Ces deux conditions sont cumulatives (ATF 124 II 252
cons.4, 118
Ib 17, p. 19, 117 Ib 379, p.
383 et les références citées). Le critère de l'implantation imposée par sa
destination est soumis à des exigences très sévères (ATF 124 II 252
cons.4a). Pour que l'implantation d'une construction ou d’une installation hors
de la zone à bâtir soit imposée par sa destination, au sens de l’article 24
litt.a LAT, il faut qu’elle soit adaptée aux besoins qu’elle est censée
satisfaire, que des raisons techniques, économiques ou tenant à la configuration
du terrain justifient sa réalisation à l'emplacement prévu (implantation
positive), ou que sa réalisation en zone à bâtir soit exclue pour des raisons
précises, notamment en raison d'immissions (implantation négative).
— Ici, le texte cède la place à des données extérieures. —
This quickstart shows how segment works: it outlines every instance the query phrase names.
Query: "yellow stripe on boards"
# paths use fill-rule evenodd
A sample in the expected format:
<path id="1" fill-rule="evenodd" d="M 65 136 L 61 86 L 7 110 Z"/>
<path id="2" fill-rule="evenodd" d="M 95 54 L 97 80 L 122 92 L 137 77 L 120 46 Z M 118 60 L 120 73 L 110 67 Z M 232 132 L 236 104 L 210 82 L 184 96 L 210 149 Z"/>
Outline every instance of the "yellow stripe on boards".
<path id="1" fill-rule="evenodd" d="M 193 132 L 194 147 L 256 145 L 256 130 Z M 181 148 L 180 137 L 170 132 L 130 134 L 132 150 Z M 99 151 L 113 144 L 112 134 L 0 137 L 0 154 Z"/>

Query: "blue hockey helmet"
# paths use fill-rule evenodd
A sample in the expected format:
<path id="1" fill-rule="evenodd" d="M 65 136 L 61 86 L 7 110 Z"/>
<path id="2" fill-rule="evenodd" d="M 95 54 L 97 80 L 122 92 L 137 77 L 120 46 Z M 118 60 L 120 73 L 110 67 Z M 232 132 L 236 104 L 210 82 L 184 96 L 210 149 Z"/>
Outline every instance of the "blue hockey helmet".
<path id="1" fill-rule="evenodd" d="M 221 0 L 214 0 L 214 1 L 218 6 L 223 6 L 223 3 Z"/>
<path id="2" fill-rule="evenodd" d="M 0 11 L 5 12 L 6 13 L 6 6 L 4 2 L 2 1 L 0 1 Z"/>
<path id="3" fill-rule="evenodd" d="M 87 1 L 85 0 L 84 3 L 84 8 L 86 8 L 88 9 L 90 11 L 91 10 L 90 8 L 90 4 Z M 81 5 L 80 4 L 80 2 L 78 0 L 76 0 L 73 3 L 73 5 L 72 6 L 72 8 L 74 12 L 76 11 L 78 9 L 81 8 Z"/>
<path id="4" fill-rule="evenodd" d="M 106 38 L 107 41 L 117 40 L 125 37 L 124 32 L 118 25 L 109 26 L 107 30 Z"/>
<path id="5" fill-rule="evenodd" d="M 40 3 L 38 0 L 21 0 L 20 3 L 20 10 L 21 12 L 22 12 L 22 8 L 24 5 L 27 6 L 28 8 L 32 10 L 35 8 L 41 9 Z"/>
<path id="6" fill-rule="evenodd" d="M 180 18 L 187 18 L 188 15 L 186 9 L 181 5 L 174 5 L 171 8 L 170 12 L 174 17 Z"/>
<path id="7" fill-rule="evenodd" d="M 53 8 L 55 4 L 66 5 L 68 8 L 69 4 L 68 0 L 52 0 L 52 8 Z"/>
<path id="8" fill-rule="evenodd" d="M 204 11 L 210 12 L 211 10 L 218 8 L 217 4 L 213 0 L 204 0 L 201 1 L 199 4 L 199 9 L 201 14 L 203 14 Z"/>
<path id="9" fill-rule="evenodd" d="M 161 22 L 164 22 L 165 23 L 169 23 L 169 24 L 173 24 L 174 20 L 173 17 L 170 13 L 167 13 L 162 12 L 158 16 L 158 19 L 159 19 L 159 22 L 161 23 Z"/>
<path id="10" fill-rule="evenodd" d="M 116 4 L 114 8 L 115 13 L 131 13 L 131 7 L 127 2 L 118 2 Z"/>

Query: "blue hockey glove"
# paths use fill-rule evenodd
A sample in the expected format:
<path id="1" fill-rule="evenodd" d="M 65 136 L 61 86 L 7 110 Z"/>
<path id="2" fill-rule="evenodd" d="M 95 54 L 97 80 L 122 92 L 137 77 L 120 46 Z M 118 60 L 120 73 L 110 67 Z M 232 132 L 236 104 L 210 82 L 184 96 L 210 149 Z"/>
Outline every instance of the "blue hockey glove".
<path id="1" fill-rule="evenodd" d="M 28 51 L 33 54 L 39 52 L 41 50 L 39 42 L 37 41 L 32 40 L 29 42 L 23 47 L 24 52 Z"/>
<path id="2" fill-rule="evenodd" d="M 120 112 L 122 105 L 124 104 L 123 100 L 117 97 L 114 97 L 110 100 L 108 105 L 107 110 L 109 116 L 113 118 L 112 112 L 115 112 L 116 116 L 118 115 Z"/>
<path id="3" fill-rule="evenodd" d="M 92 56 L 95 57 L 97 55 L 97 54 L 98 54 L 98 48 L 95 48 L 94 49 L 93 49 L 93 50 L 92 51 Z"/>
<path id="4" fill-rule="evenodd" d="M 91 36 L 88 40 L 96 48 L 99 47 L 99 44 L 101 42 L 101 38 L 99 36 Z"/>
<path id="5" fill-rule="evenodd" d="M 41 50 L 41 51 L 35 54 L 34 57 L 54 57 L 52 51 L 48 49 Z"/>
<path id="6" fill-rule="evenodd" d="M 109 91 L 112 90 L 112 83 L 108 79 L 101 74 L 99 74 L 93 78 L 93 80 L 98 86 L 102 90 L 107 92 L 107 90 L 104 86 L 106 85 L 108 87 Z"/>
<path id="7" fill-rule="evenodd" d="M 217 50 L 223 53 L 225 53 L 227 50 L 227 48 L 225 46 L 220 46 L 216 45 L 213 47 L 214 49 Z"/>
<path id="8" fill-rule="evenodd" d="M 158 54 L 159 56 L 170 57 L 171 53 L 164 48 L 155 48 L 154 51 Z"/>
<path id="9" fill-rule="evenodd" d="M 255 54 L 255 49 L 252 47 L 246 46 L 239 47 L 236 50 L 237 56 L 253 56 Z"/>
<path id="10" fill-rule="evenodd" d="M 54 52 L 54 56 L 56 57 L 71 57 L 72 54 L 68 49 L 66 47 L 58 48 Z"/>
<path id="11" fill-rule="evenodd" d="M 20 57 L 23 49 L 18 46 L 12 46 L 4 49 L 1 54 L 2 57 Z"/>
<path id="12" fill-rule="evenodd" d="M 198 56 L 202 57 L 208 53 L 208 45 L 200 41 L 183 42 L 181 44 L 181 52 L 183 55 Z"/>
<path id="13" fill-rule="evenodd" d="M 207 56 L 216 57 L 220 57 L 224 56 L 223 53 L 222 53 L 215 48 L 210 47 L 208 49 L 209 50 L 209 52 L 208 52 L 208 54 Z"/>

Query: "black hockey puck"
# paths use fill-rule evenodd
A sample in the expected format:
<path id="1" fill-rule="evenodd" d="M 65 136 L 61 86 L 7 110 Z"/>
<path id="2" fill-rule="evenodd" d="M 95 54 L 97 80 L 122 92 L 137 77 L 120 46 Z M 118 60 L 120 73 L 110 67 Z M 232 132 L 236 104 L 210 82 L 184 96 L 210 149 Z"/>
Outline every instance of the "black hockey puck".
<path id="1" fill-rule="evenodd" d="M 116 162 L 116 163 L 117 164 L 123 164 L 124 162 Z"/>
Ces
conditions s'apprécient selon des critères objectifs, les conceptions
subjectives et les souhaits de l'intéressé n'entrant pas plus en considération
que les motifs de convenance personnelle, de commodité ou d'agrément (ATF 129 II 63
cons.3.1; 123 II 261
cons.5a; ATF non publié du 10.07.2003
[1A.152/2002] cons.5; Waldmann/Hänni, Raumplanungsgesetz, 2006, no 8
ss ad art.24 LAT). En dehors de la zone à bâtir, le territoire doit en principe
rester libre de constructions de telle sorte que ne peuvent y être admises que
les constructions et installations strictement nécessaires, hormis celles
conformes à l'affectation du sol (ATF 117 Ib 270, p.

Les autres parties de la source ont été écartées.